OK, that’s a bit of a stretch, but forecasters are “fairly confident” that those of us east of the Mississippi River will be getting below-normal temperatures and above-average precipitation in November and December.
“If you’re going to get snow in South Carolina this winter, it is more likely to happen in December,” said AccuWeather Meteorologist Dave Samuhel.
Samuhel said measurable snow in South Carolina doesn’t happen every year. Nevertheless, conditions this December are expected to be favorable enough for snow lovers to have reason for hope, he said.
“The jet stream is going to be dipping down from Canada,” Samuhel said, “and the Atlantic Ocean is warm, so you’re going to get moisture from the warm water and the cold Canadian air.”
“It’s going to be a little below normal in November, I think,” Samuhel said. “But I think it’s really going to get cold in December.”
(For those who live a little closer to the earth: “The Old Farmer’s Almanac” also predicts a cold winter for the Southeast, especially in mid- and late December, mid-January and early February. It also predicts a white Christmas — but for “higher elevations.”)
Normal December temperatures in this area range from the mid-30s/low 40s to the upper 50s or low 60s.
“You’re going to have some days in December with lows in the 20s and highs in the 40s,” Samuhel said. “And if you get some snow, then it’s not going to get out of the 30s.”
Temperatures are expected to be moderate in January before falling again in early February.
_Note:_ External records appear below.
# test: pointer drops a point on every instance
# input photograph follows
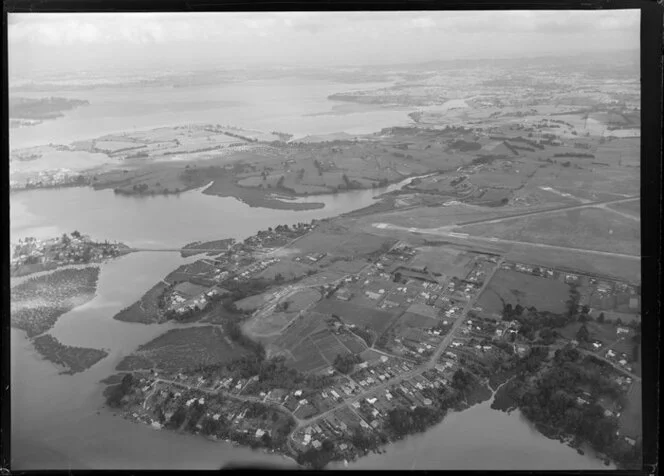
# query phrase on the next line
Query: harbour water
(59, 421)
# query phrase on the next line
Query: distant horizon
(295, 67)
(67, 43)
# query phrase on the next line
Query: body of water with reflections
(59, 421)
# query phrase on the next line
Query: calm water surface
(58, 421)
(296, 106)
(55, 420)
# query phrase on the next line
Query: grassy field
(341, 242)
(605, 333)
(370, 355)
(251, 303)
(329, 345)
(443, 260)
(519, 288)
(633, 207)
(630, 419)
(187, 348)
(288, 269)
(307, 357)
(197, 269)
(423, 310)
(353, 343)
(587, 228)
(266, 326)
(303, 299)
(622, 268)
(376, 320)
(348, 267)
(409, 319)
(299, 330)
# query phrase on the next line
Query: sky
(71, 42)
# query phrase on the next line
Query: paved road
(450, 335)
(443, 231)
(244, 398)
(620, 212)
(616, 366)
(417, 370)
(549, 210)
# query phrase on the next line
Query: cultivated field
(587, 228)
(329, 345)
(623, 268)
(269, 325)
(633, 207)
(288, 269)
(374, 319)
(186, 349)
(511, 287)
(302, 299)
(307, 357)
(299, 330)
(630, 418)
(442, 259)
(352, 343)
(606, 333)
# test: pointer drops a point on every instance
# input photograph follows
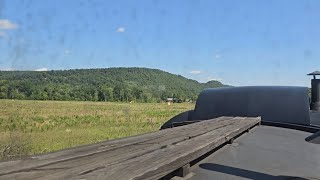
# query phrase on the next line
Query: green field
(30, 127)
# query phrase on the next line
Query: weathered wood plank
(112, 158)
(90, 151)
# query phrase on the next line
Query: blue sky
(247, 42)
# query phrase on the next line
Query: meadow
(32, 127)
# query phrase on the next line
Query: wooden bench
(147, 156)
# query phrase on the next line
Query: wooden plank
(163, 161)
(111, 158)
(97, 149)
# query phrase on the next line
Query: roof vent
(315, 91)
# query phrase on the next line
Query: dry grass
(43, 126)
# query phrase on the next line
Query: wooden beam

Drier weather is also expected in January and February, Samuhel said.
Weather in this state is being affected by an above-average tropical season.
“The warm Atlantic Ocean is going to play a big factor in our weather,” Samuhel said. “And we don’t see an effect of La Nina or El Nino, so there’ll be a normal pattern.”
AccuWeather.com Chief Long-Range Forecaster Joe Bastardi said the winter of 2008-09 will be viewed as the hardest in several years.
“It may be a shock to some when compared with the above-average temperatures of last year in the East,” Bastardi said.
But, as always, the weather in South Carolina is nothing if not fickle. Just because it’s going to be colder doesn’t mean we won’t have a few swings back and forth.
“It doesn’t mean you’re not going to have extremes, because you will,” said National Weather Service Meteorologist Leonard Vaughan. “You’ll have warm days, and you’ll have cool days. Weather is rarely normal.”